When a Little Bipartisanship Goes A Short Way — 2/15/22
We spend a lot of time talking about the hyper-polarization and knee-jerk partisanship that is poisoning our politics – and for good reason. Both major parties have been struggling for years to keep their most fervent ideological zealots under control, with mixed success at best. Joe Biden has spent his first year in office trying to navigate between the demands of the progressive Democratic base and the realities of tiny congressional majorities. And traditional Republican conservatives capitulated so completely to Donald Trump’s populist armies that they are still trying to extricate themselves from his grip more than a year after he left office.
But even on this Balkanized political landscape, there is occasional evidence of bipartisan cooperation.

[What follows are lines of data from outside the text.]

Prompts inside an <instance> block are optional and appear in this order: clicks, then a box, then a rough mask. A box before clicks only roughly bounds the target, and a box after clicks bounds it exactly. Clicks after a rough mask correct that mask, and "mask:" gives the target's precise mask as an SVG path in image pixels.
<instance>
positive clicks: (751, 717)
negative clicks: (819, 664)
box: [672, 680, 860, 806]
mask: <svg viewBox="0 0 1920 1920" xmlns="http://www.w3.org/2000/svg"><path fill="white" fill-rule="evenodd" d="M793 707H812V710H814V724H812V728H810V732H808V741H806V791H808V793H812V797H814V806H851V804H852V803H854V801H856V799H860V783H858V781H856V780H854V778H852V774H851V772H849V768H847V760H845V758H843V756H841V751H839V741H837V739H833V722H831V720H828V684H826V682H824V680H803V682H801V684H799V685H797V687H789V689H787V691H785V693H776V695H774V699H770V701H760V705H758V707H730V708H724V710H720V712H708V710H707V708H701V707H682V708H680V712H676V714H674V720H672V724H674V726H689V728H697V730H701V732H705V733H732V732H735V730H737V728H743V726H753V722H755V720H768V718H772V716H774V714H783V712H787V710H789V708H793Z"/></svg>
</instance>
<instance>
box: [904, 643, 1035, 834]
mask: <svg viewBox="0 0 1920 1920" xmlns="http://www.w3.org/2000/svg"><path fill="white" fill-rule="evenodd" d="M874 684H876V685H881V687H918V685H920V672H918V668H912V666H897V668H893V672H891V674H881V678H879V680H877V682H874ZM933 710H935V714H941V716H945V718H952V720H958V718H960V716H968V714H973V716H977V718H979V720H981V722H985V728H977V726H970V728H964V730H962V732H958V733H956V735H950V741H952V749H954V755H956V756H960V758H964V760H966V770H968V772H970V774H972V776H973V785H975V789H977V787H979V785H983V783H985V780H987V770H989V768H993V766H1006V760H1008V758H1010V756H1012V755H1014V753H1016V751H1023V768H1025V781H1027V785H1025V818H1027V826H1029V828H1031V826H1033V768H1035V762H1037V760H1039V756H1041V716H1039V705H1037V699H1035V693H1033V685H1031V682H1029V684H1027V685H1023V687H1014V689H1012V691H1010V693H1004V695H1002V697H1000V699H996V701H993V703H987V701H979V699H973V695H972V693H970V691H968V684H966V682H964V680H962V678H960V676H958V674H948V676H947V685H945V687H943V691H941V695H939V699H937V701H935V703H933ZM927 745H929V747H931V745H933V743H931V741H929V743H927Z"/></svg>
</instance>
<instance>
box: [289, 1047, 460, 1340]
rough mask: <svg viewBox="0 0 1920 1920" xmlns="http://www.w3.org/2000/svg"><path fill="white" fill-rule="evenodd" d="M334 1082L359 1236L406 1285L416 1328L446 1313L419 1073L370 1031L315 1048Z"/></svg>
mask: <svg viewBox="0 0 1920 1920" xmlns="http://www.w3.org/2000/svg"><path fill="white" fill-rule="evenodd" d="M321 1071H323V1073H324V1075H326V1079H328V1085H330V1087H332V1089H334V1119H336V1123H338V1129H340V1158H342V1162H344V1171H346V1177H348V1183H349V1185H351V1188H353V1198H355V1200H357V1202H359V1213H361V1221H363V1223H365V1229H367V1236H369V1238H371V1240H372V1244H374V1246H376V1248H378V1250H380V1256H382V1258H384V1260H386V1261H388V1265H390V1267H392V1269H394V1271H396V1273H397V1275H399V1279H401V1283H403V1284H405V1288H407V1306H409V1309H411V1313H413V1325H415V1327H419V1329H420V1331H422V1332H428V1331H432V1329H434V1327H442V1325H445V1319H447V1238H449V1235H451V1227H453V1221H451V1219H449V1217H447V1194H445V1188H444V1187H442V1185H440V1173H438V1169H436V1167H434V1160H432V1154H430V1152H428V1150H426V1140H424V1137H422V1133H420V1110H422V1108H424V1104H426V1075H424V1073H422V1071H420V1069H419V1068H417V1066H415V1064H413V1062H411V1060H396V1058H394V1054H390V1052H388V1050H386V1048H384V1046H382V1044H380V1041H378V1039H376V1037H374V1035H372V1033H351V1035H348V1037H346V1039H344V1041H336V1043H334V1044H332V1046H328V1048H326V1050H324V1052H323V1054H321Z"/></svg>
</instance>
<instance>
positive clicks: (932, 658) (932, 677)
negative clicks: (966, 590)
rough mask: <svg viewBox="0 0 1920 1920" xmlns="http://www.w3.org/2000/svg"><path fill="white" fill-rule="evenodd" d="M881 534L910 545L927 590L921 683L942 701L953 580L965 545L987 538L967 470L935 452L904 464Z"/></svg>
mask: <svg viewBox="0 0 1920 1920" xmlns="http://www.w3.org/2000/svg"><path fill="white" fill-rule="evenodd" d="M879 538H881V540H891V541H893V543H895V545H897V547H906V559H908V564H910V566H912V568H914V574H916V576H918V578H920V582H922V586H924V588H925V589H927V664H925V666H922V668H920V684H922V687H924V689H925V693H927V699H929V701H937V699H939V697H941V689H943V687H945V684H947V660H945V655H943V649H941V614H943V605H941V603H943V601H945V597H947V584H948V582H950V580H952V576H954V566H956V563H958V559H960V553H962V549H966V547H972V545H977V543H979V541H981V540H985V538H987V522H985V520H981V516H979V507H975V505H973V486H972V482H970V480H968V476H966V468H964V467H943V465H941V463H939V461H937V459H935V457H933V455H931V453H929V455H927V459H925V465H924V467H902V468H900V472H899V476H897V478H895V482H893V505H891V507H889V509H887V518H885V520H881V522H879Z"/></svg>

In the weeks after the 2020 election, Senators Joe Manchin (D-W.Va.) and Susan Collins (R-Maine), both routinely castigated by colleagues in their respective caucuses, led a small group of Senators in discussions to pass sweeping Covid relief. But the bill received little attention in the post-election frenzy surrounding certification of the electoral count and the chaos leading up to the January 6 Capitol riots. A similar group of Senators from both parties helped Biden secure further federal aid to combat the pandemic in the spring of 2021 and a massive infrastructure bill that fall. But both were quickly overshadowed by the White House’s failed efforts to pass Biden’s even more ambitious social spending and climate change legislation.
More recently, even while the headlines have been dominated by Democrats’ doomed fights for voting rights and filibuster reform, that same small band of Senators continues to collaborate on largely overlooked but important policy change. Last week, Congress renewed the Violence Against Women Act and finally ended the practice of forcing female employees to submit to closed-door arbitration to resolve sexual assault allegations in the workplace. Even before the voting reform bill was defeated, serious negotiations had begun on a long-overdue update to the Electoral Count Act that governs the rules for post-election vote counting. And there are serious bipartisan efforts underway to restrict lawmakers’ activity in the stock market, to make the U.S. more competitive with China, and to hold technology companies to higher standards for hosting inappropriate content. Every one of these bills represents significant progress in important policy areas, and every one of them has benefited from bipartisan cooperation.
The biggest potential challenge will come in the days ahead as the possibility of a Russian invasion of Ukraine looms on the horizon. Many of the same Republicans who vilified Biden for his administration’s ham-handed withdrawal from Afghanistan have offered measured praise for the way he has marshaled international support to stand against potential Russian aggression. While the resurgent isolationist wing of the GOP has harshly criticized the president, the support from so many Republicans undoubtedly strengthens Biden’s diplomatic hand on the international stage. Vladimir Putin clearly sees the deep divisions in American politics and society as a distraction that he has tried to exploit: even some measure of bipartisan unity makes that goal much harder more the Russian leader to achieve.
But let’s not get carried away. We are in the early stages of what promises to be an especially ugly midterm election season. And scorched-earth fights over Covid, inflation, crime, immigration, gun control and many other issues will only get nastier. Both parties’ strategists know that a non-presidential election year means lower voter turnout, which makes their reliance on their respective ideological bases even heavier. Make no mistake: the most progressive of Democrats and the most conservative of Republicans will decide the outcome of November’s election and therefore control of Congress for the next two years. And most of them have no interest in bipartisan compromise whatsoever.
But even throughout what will assuredly be an uncommonly belligerent and combative election year, even as many of us bemoan the polarized and brutal nature of our politics, these examples remind us that there are still those in both parties who are still willing to reach across the battle lines to accomplish necessary policy goals. Those armistices are not nearly as frequent as in years past, but the fact that they still exist should give us some comfort until it comes time for us to mop the political blood off the floor after the next several months of vicious and unrelenting acrimony.